Saturday, October 10, 2009

Wednesday Is Any Day For All I Care #44

Days Missing #1
Hero Comics (2009)
King City #1
Marvel Super Hero Squad #1

Days Missing #1 (Archaia, 2009, $0.99)
Just about the time I realized I liked Phil Hester's writing not only more than his art, but over most other scripter's prose, I ran into a number of obstacles in appreciating it. I ordered the first two volumes of Firebreather, only to have the initial trade fall out of print, leaving its follow-up unread on my shelf. Desperado Publishing's collection of The Atheist was overpriced, while Hester's first The Darkness collection shipped late and read like work-for-hire. Here he adapts a Gene Roddenberry-related premise in a very affordable format, but it's turned over to a new creative team hereafter. That's a shame, as the premise of an especially long-lived guardian shepherding sentient life on Earth through its most critical crisis points, hardly atypical, works wonderfully under Hester's care. Reading like The Phantom Stranger finally done justice, this unidentified benefactor navigates political upheaval and deadly plagues with a care and consideration too often missing from genre fiction. The stakes are high, the circumstances are relevant to modern life, and the protagonist is clearly pained by the choices he must make. The presumably painted art of Frazer Irving lends additional weight and verisimilitude, sorely lacking in Hester's partner on Vampirella, and welcome here. Given the price and self-contained story, you'd be a fool not to give this book a try

Hero Comics (IDW, 2009, $3.99)
Right off the bat, there's a Grendel cover by Matt Wagner, but the only story about a 1980s creator-owned character inside is an irritatingly obtuse tale of Howard Chaykin's American Flagg. This is followed by a one-page, first person confessional by Josh Medors, which is nonetheless easily the best story here. A two-pager by David Lloyd goes nowhere fast, while four pages by Lowell Francis and Gene Ha take second place (despite Zander Cannon's questionable lettering.) Gene Colan brings the "meh" for a page, which is redeemed by two from Bill Willingham offering an ersatz Atom and a plea for support. Five pages of Art Adams work also goes a long way toward earning your dollars. There are more pin-ups, and a cute Kaare Andrews four-pager in the Warren manner from there. A William Messner-Loebs page is pretty basic, while Jim McLauchlin and Rodolfo Migliari offer one better. All told, you should just give your four bucks directly to the worthy cause of the HERO Initiative, and save a tree at the same time.

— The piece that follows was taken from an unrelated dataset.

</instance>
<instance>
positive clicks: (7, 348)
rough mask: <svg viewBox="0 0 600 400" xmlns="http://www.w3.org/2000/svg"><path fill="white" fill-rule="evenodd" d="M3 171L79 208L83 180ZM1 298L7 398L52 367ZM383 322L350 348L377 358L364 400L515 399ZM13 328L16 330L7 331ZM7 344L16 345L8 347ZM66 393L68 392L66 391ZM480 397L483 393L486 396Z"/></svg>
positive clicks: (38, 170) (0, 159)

King City #1 (Image, 2009, $2.99)
This reformatting of Brandon Graham's Tokyopop graphic novel is full of attitude and opinions, as well as off-the-wall goofs, but short on innovation and story. There are some Grant Morrison-style "mad ideas," but as presented they come off forced and pretentiously "hip." The book is drawn in an urban "graffiti" style, Jamie Hewlett by way of Eduardo Risso, but nowhere near as intriguing as that mash-up suggests. The script is talky without saying anything. Graham claims in an interview that if a television show (or even a random chapter of a novel) can't hook him in one episode, "it's not good." I read four arbitrary "chapters" and a full issue of his work, and based on his own criteria, he shouldn't quit his day job.

Marvel Super Hero Squad #1 (Marvel, 2009, $2.99)
I'm not at present a big fan of Chris Giarrusso, who was fired from his job producing Bill Watterson flavored kid-friendly comic strips featuring Marvel characters to make way for this more licensing friendly product. Don't disregard my opinion as sour grapes. Marvel Super Hero Squad #1 is one of the shittiest comics Marvel has printed this year. The story is patronizing, moronic, and nutless, while still being excessively violent and coarse for its intended audience of dishearteningly slow pre-schoolers. Already priced at a wallet-raping three bucks, it only offers 12 pages of something vaguely resembling a sequential story, four single panel gag pages, six pages of comic strips (two strips over three panels each,) and a reprint of a 1973 page of dubious advertisements. Unbelievably, three writers assume credit for this travesty, and not a one is named Alan Smithee. I prefer the art of Christopher Jones to Giarrusso, but I assume he's working off the models used in children's bedding, toys, and so on. That leaves a soulless, joyless, prefabricated plastic comic to sully the hands of America's unsuspecting youth, though never for long, as Star Comics proved a quarter century past.